Search code examples
rgeospatialnetcdfncdf4

How to apply a monthly mean to daily data in a 3d array, storing this to a 4d array?


I have daily geo-spatial data over a period of 2 years. The data is in two nc files, each containing 365 days' worth of data. I want to apply a calculation to the data, and then calculate the monthly mean of this for each 12 months of each year across each gridbox.

lons <- 584
lats <- 712
MyValues_ym <- array(0., c(lons, lats, 2, 12))
MyCalculation <- array(0., c(lons, lats, ts))  ## set up data array to fit dailycalculations 
MyMonths = c('01','02','03','04','05','06','07','08','09','10','11','12')
ts <- dim(P)[[3]]  ## set MyCalculation array coordinates the same as precipitation coordinates
## Dimension of precipitation coordinates: [584L, 712L, 365L]
## calculate MeanMonthly  #calculated monthly q0 
## Loop over months
for (m in 1:12) {
  MyValues_ym[, , y - 1982, m] <- apply(MyCalculation, c(2), mean)
}

This is giving the error:

Error in `[<-`(`*tmp*`, , , y - 1982, m, value = c(NA_real_, NA_real_,  : 
  subscript out of bounds

Any help would be greatly appreciated.

I have tried to use rowMeans, but this was not calculating the mean for the time dimension of my array. I am not sure how to calculate the mean for the particular dimension required.

I tried this with RowMeans:

    # Loop over months
    for (m in 1:12) {     
    my_months_yearly <- format(daterange, '%m') == MyMonths[m]    
    MyValues_ym[,,y-1982,m]=rowMeans(Q0d[,,my_months_yearly], na.rm = TRUE, dims = 2) 

EDIT

I have now made a MRE:

lons <- 10
lats <- 10


MyYearlyMonthlyData <- array(0., c(lons,lats,1,12)) ## set up array for monthly calculation 
MyCalculationYr1 <- array(runif(1:100), c(lons, lats, 365)) ## set up data array to fit dailycalculations 

## set up the date range and months for the loop
start = '1985-01-01'
end = '1985-12-31'
daterange = seq(as.Date(start), as.Date(end), "days")
MyMonths = c('01','02','03','04','05','06','07','08','09','10','11','12')
y=1985

## the loop to generate monthly values of each day of each month for the year

for (m in 1:12) { 
  blMM <- format(daterange,'%m') == MyMonths[m]
  MyYearlyMonthlyData[,,y-1984,m] = rowMeans(MyCalculationYr1[,,blMM],na.rm=TRUE,dims=2) 
}  


Solution

  • The precipitation data is from the TAMSAT archive (as per your comment under your post).
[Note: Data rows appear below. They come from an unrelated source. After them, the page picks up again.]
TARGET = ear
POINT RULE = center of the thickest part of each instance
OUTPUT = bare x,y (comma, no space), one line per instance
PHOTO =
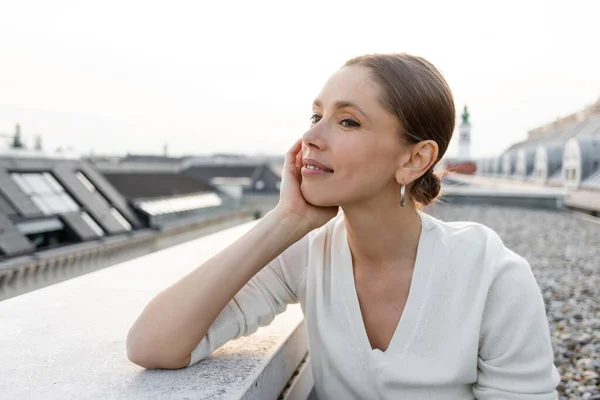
414,163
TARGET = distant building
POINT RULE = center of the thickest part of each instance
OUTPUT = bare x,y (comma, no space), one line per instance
49,202
163,198
464,144
462,164
563,152
250,178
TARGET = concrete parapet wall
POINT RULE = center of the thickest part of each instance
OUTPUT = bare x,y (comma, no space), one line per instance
67,341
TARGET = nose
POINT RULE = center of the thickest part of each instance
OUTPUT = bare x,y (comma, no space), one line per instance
314,138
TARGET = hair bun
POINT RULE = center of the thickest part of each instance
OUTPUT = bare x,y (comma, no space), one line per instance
426,188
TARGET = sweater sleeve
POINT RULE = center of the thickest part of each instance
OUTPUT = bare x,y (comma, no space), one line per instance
267,294
516,360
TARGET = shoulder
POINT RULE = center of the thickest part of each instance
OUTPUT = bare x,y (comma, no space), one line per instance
475,246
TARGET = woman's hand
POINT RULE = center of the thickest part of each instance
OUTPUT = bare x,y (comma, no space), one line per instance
291,200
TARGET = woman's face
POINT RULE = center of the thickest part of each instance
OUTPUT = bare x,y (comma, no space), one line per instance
355,138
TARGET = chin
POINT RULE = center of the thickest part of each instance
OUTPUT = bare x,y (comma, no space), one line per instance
318,198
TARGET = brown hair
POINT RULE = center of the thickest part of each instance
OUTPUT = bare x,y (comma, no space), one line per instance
419,96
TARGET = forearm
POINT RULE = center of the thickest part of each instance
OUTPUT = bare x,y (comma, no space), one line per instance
177,319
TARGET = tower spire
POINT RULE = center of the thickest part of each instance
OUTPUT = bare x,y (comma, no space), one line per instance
464,143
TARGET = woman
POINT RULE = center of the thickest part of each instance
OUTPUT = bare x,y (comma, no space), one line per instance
398,304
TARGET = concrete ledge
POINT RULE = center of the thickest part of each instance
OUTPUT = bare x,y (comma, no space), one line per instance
587,200
24,274
68,340
472,189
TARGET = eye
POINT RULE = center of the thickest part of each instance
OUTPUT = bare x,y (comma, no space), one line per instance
349,123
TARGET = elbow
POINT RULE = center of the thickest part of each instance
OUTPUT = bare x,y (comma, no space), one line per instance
144,356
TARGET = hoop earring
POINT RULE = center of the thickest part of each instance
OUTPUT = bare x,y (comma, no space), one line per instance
402,193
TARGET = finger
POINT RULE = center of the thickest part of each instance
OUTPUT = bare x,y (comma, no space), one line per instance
299,159
291,155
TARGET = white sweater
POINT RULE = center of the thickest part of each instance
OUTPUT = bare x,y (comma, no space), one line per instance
474,325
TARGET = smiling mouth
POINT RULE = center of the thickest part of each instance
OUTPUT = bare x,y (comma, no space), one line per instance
315,168
314,165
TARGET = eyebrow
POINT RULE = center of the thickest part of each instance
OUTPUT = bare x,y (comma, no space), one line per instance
343,104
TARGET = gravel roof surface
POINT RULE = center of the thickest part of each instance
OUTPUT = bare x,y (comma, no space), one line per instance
564,253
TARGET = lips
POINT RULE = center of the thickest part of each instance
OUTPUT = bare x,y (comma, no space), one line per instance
314,163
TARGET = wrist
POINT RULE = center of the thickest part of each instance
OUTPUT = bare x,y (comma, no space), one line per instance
291,221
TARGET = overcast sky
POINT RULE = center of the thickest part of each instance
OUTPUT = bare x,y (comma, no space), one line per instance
240,76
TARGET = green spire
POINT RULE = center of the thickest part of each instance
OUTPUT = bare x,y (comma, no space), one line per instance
465,116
I quickly downloaded a file and it conforms to the CF Metadata Conventions, as is common for meteorological data distributed through NetCDF files. You can check that easily by checking for the "Conventions" global attribute:

    nc <- nc_open("./rfe_file.nc")
    ncatt_get(nc, "")$Conventions
    

    These files typically contain 3-d arrays of data, as is the case here. Dimensions are lon, lat and time. You can easily work with the time dimension using the CFtime package:

    library(CFtime)
    
    # Create a CFtime instance from the "time" dimension in your file
    cf <- CFtime(nc$dim$time$units, nc$dim$time$calendar, nc$dime$time$vals)
    
    # Create a factor over the months in your data file
    mon <- CFfactor(cf, "month")
    
    # Extract the data from the file
    data <- ncvar_get(nc, "ref_filled")
    
    # Aggregate to monthly mean (mm/day)
    pr <- apply(data, 1:2, tapply, mon, mean)
    
    # Re-arrange the dimension after tapply() mixed them up
    pr <- aperm(pr, c(2, 3, 1))
    
    # Label the dimensions
    dimnames(pr) <- list(nc$dim$lon$vals, nc$dim$lat$vals, levels(mon))
    nc_close(nc)
    

    Note that you will now have a 3-d array with the 3rd dimension having 24 elements with labels such as "2021-01", "2021-02" ... "2022-12". The apply() function applied the function tapply() over the first two dimensions, with tapply() applying the mean() function using the factor mon, so in the result every grid cell has the monthly mean values for the two years.